Remodeling the Kitchen
The kitchen is the hub of any home, and remodeling it adds to the value of the home. The cost starts around $8,000, says Old House Web, but it can go up significantly from there. In fact, according to CNN Money.com, a major kitchen overhaul can cost upward of $50,000, and if you're looking for luxury, it can be as much as $100,000 or more. Using neighboring housing as a yardstick is a good way to determine how much you should invest in the kitchen.
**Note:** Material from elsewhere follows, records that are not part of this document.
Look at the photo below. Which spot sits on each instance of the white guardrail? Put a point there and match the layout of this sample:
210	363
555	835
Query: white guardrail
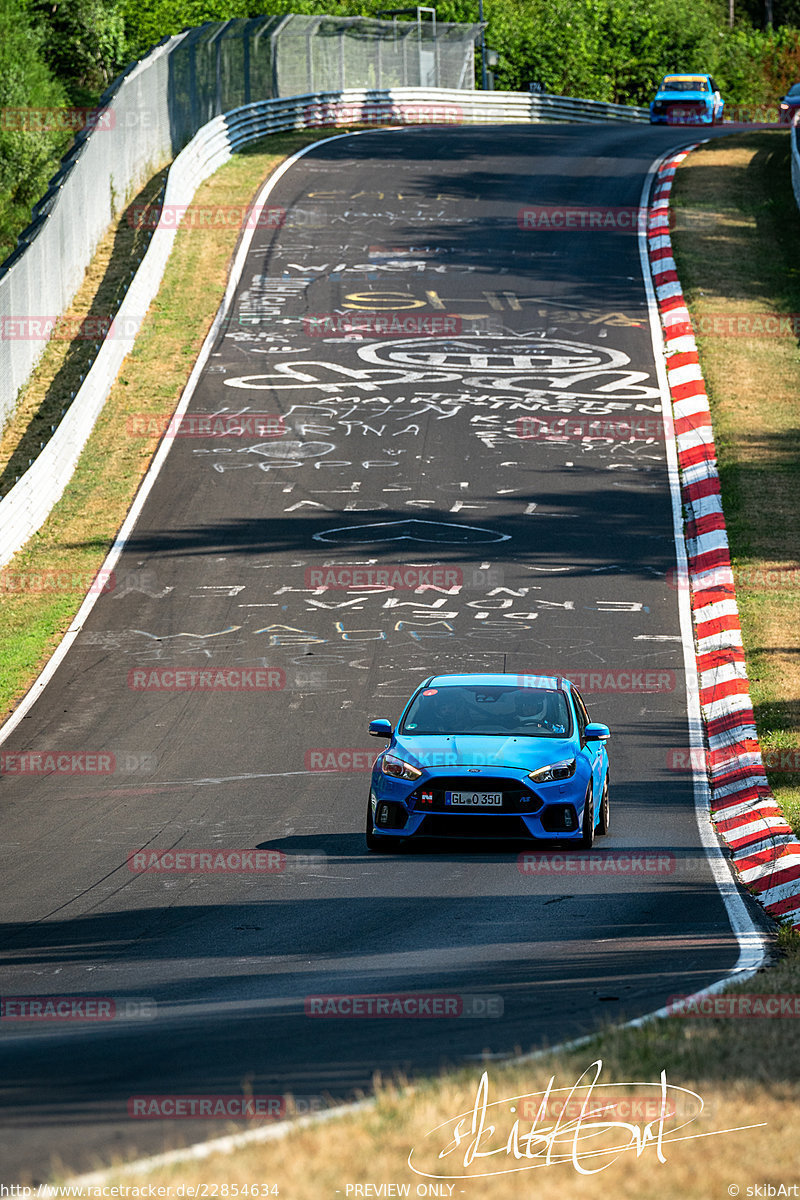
794	133
34	496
Curb appeal is so important in house flipping that a television program was created about it. Though adding curb appeal -- including having the lawn landscaped and the siding replaced -- may not add to the house's value, it does help the property sell faster. Vinyl siding replacement costs around $9,000, according to CNN Money.com, and having the lawn regraded costs between $500 and $1,500, according to Old House Web.
The House Itself
Consider the mortgage before investing in a property. If a home costs $60,000 and needs $30,000 in improvements, you'll have to sell at higher than $90,000 to profit. Additionally, while you're remodeling the home, you're also paying interest on the mortgage. Although part of that interest is tax-deductible, not all of it is. After selling the house, you'll also be responsible for paying income tax on your profit.
Give a Hand
The best way to make a profit as a house flipper is to have a thorough understanding of the money involved and be able to do some of the work yourself. Real estate professionals call this "sweat equity," which means you're investing work rather than money by taking on tasks you would otherwise have to pay for, such as painting, laying carpet or tile, replacing shingles and installing sinks.